“Untuk anak-anak, tetap semangat belajar, gantungkan cita-cita setinggi langit, dan jangan pernah merasa sendirian. Polri akan selalu hadir menjadi keluarga untuk kalian semua,” ungkap AKBP Marganda Aritonang — kalimat yang disambut senyum bahagia dari wajah-wajah kecil yang malam itu merasa begitu diperhatikan dan dicintai.
Kapolres juga menyisipkan pesan penting tentang bahaya narkoba yang mengancam generasi penerus bangsa.
“Jauhi narkoba, karena narkoba akan merusak masa depanmu dan masa depan bangsa kita. Indonesia butuh generasi emas. Kita harus lindungi anak-anak kita bersama-sama,” tegasnya penuh keyakinan.
Penyerahan santunan tali asih berlangsung penuh haru, satu per satu anak menerima langsung dari tangan Kapolres dengan senyum yang tak ternilai harganya. Ceramah agama oleh Ustaz H. Zainal Abidin, L., S.Pd., M.Pd., kemudian memperkaya jiwa seluruh hadirin sebelum adzan Maghrib berkumandang.
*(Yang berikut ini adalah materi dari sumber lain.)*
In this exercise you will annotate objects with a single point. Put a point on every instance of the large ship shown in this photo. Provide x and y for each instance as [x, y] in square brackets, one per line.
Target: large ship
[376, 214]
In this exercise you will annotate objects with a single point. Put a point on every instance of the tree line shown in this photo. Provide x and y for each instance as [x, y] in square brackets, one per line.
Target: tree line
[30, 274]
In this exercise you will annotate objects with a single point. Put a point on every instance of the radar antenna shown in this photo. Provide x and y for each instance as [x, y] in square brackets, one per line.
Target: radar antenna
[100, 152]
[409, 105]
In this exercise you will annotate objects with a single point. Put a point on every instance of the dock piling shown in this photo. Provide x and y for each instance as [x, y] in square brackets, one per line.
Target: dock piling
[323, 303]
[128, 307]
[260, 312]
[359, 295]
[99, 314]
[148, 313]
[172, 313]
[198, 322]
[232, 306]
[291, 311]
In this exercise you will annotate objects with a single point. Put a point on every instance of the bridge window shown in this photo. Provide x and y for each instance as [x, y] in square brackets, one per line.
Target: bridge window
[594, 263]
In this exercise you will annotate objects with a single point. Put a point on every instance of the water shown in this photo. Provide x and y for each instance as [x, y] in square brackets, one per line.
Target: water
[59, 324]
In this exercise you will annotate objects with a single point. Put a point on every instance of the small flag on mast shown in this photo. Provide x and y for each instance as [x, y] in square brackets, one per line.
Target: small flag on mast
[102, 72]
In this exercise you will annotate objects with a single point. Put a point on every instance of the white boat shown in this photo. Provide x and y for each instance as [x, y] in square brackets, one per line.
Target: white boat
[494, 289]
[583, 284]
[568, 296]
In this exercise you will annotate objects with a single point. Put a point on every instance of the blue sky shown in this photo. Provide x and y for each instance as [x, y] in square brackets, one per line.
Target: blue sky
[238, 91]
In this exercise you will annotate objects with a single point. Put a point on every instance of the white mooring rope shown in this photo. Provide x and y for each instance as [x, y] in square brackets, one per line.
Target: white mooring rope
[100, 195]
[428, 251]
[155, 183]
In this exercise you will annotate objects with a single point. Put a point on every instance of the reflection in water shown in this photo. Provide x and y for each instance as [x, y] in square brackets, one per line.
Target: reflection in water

Dan di situlah puncak keindahan sore itu terwujud — Kapolres, Wakapolres, seluruh perwira, personel, dan 50 anak yatim piatu berdiri bersama dalam satu saf yang sama, menunaikan shalat Maghrib berjamaah. Tidak ada seragam yang membedakan, tidak ada jabatan yang menghalangi — semua sama, bersujud kepada Sang Pencipta dalam kebersamaan yang paling murni.
Makan malam bersama mengakhiri sore yang luar biasa itu dengan tawa dan canda yang hangat, menutup program Sapa Ramadan Door to Door dengan kenangan indah yang akan terus terpatri di hati setiap anak yatim yang hadir.
Selamat Menunaikan Ibadah Puasa. Ramadan Penuh Berkah untuk Seluruh Masyarakat Simalungun.